As the editorial staff at Buildings continues to pore over 100 years of history as a publication to the commercial and institutional buildings market, we discover insightful articles of operational excellence, advertising that provides a panoramic perspective about evolving (but now standard or obsolete) technology as it made industry news, and a bird’s-eye view of architectural landmarks as they were undergoing construction. With an eye to this month’s cover story on security, we found the following to compare and contrast:
- In Buildings’ 25th-anniversary year - 1931 - as Buildings and Building Management, the only security-related article was “A ‘Bobby’ at the Door.” It stated: “One of the several novel features that [has] attracted the attention of New Yorkers to the London Terrace Apartments, the huge new development of the Henry Mandel Cos., is the uniforms of the doormen. The doormen are dressed, in keeping with the name of the development, in the uniform of the London ‘bobby.’ ... The watchmen who patrol this apartment colony also have an English aspect, though their uniforms would look much more business-like to the American prowler than would the bobby’s cape.” It would appear that security was handled by personnel who were literally adorned in picturesque uniforms, began each shift with a “changing of the guard” ceremony, and who provided some watchfulness over building occupants but were recognized for their ability to entertain and add advertising value.
- In contrast, 1981 - 50 years later and merely 25 years ago - Buildings still dedicated minimal editorial content to security concerns and objectives. In “Skyscraper Security Systems” (May 1981), a security expert identified motion-detection systems as cutting-edge; described a building guard as having “fingertip control of security functions,” including access control and CCTV; and mentioned “an apartment phone system [that] controls visitor entry.” I recall that year - my first at Buildings - as the first of many that followed where security assessments and security management programs and initiatives could have been (kindly) called “reactive.”
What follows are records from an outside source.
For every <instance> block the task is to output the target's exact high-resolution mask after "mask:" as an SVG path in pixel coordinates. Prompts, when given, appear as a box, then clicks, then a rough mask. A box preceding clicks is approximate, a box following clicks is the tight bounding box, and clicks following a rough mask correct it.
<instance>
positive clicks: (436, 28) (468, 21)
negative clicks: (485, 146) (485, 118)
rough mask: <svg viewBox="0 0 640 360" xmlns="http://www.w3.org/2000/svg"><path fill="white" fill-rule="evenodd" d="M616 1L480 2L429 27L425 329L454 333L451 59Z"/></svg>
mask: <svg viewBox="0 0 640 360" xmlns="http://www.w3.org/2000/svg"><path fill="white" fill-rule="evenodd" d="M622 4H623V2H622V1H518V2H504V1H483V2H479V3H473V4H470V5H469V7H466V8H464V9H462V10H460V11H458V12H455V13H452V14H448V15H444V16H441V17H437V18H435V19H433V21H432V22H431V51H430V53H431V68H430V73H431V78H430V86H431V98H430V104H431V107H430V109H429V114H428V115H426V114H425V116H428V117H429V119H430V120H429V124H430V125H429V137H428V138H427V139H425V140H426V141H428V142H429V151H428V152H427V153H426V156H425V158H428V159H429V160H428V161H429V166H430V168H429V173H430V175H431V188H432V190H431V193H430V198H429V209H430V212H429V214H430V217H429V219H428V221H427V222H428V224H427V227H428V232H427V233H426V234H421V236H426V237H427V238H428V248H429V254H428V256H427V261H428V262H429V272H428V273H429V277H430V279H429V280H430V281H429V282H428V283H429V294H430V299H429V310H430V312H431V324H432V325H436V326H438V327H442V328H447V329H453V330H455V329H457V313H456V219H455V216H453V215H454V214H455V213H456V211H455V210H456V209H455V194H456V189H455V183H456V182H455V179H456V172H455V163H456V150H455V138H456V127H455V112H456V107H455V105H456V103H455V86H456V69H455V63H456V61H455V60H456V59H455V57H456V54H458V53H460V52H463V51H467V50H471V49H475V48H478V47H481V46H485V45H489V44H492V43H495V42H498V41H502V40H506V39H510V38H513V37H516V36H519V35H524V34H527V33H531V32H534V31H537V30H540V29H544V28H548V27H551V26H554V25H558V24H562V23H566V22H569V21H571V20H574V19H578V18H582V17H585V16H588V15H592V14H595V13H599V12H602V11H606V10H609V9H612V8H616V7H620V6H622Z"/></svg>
- Fast-forward to today - 2006 - and you’ll find that Buildings dedicates some portion of each issue to security topics. As Contributing Editor Robin Suttell explains in this month’s cover story, “the tragic events of [9/11] spurred increased vigilance and security measures in commercial facilities nationwide. ... The U.S. building industry has become much more aware of what it takes to create a good security management program, but the question of what’s necessary vs. what is too much still remains.”
Although we’ve made great strides in prioritizing security in today’s facilities, much is yet to be learned, shared, tweaked, and fine-tuned. What we do know, however, is that the safety and care of our buildings’ most precious assets - people - deserve our utmost and diligent attention.